Close to Praca do Comercio, in Lisbon, there’s a street on the bank of the Tagus river, filled with terraces. It’s the first street of the Alfama neighborhood, a place that I started to like very much lately. Ever since the Covid restrictions have been lifted, a couple of weeks ago, there’s quite a bit of activity on this street. Tourists are starting to flow in again, probably not as much as before, but still relevant.
Also, the regular sun glasses street vendors are out again.
If you don’t know what a “sun glass” street vendor in Lisbon is, here’s how it usually goes: you walk on the street, minding your own business, and then, in front of you, you see a guy with a lot of sun glasses for sale on his arm. He is obviously approaching you, and asks politely, from a distance: “Sun glass, mister?”. And no matter if you answer “yes” or “no” to this question, he is invariably approaching more, and asks again, now from around a meter, in a very low voice: “hash? marijuana?”.

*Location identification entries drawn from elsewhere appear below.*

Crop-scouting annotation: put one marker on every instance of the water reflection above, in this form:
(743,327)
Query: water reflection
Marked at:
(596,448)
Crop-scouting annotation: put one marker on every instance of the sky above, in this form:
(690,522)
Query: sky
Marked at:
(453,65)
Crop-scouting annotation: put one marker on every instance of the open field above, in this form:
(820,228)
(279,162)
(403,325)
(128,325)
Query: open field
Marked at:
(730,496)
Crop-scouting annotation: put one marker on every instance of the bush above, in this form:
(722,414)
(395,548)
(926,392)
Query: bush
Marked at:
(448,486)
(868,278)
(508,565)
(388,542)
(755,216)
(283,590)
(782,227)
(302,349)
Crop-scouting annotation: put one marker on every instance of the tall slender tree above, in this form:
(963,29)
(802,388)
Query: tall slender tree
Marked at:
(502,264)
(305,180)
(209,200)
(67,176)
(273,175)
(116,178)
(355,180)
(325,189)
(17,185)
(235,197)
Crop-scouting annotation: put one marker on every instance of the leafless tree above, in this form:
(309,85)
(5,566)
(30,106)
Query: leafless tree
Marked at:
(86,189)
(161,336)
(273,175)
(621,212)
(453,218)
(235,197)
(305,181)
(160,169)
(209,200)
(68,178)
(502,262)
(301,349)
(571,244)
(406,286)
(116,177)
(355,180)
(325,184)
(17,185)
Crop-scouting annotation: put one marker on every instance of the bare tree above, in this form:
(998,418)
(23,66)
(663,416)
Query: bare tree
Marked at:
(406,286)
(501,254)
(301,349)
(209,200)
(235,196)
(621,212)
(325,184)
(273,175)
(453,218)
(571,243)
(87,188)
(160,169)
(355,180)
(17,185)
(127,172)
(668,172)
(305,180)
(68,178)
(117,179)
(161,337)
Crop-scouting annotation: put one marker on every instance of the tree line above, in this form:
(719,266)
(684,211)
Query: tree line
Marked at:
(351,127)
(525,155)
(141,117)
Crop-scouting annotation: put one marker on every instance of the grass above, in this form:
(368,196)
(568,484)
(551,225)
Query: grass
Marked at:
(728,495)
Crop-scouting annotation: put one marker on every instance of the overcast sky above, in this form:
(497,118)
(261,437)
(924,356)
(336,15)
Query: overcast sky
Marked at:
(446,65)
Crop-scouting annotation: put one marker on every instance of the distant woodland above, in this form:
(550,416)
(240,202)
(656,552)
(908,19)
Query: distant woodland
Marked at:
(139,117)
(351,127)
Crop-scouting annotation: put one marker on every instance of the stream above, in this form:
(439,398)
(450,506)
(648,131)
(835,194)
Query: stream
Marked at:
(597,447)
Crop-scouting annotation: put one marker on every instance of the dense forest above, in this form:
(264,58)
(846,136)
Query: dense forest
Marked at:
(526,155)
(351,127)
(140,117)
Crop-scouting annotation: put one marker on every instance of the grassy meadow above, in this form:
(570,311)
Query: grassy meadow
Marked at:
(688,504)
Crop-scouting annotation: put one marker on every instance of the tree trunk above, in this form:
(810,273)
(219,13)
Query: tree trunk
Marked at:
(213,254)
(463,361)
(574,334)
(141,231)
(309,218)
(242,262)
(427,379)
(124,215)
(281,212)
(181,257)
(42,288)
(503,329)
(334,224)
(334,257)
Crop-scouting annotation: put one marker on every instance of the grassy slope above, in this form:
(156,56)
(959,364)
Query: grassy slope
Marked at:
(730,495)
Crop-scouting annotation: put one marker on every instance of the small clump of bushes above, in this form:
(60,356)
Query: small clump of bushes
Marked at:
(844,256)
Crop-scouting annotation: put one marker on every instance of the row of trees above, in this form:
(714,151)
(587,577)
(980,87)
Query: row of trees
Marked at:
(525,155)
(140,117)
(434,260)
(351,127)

A “regular sun glass” vendor is a drug dealer.
As in any parallel, mob-like type of business, there’s a lot of territoriality involved. Meaning there are places occupied by the same vendor, which probably owns the “rights” to that area. At the end of the terrace street that I talked about, there’s a small, narrow passage to another street. It makes people walk close to each other, more than usual.
One of these “sun glass vendors” occupies that specific place, which is probably considered good, because you can’t avoid it.
When he talked to me for the first time, I almost responded, because he was so natural, almost like a normal person asking for directions. Only after he finished talking I realized he was trying to sell drugs. So I avoided eye contact ever since.
But he keeps asking, every time I walk by. Every single time. There are days in which I think he’s almost angry at me, because he says something like: “name your price, man, c’mon, say it!”. Almost like he knows that I want to buy, but I’m just, you know, teasing. Of course I don’t. I don’t even look at him. I do my best to walk as far as I can, to the edge of the street, but the place is still so narrow that I can’t avoid the guy.
After a couple of weeks of this back and forth, I realized he doesn’t even know who’s talking to. I doubt he remembers every person that walks by, and he’s just using some visual marks to identify potential targets. If you dress like a tourist, or look a bit unusual (and I don’t look Portuguese at all, mind you) then you’re guaranteed to be approached, and you’re talked to.
Knocking At The Wrong Door
He is basically knocking at the wrong door, hoping someone will respond. He knows beforehand this is a wrong door, because he doesn’t know beforehand whether you want to buy or not. He can’t know that, because he never met you and he doesn’t remember if he talked to you before, he just tries his luck.
This is a very unproductive approach. I’m not, by any chance, trying to improve a drug dealing business, by the way, I’m just identifying an annoying and toxic approach. Bear with me, it will get interesting.
Every time you knock at the wrong door, you alienate a little bit your odds. It’s like doing Google Ads without any previous audience management – you just throw money on advertising, hoping someone will click that banner. Or like approaching random women on the street, PUA style ( PUA = Pick Up Artist, a type of business in which shy guys are “coached” about interacting with women). In all these cases, you’re just shouting out loud, hoping someone will hear you. You shoot randomly, hoping that one of your arrows will land on some prey.
Utterly ineffective, annoying and alienating for the potential target. As one of these potential targets for the “sun glass” vendor, I can say I almost started to avoid walking by that specific area, the only reason being the presence of that annoying guy, shouting at me to name my price.
There is another level of this, though, both more subtle and more impactful than all of the above. It’s when you randomly knock at “life’s” wrong doors. It’s when you don’t know what you want to do, but do a lot of stuff anyway, hoping that something will “catch”. It’s when you keep chasing shadows, without asking for a second from where the light comes in. It’s when you try to counteract confusion with overdoing.
We’re guilty of this so many times. I know I’ve been guilty of this, more so in the first 30 years of my life. I know I’ve been one of these guys, shouting randomly at strangers to name their price. And now I get to see, in karma’s unavoidable processes, the same behavior targeted at me.
I’m not complaining. I’m just sharing this in the hope that someone who needs this will read it at some point.
I’m not knocking on any door, just walking around, sharing what worked and what didn’t, for me.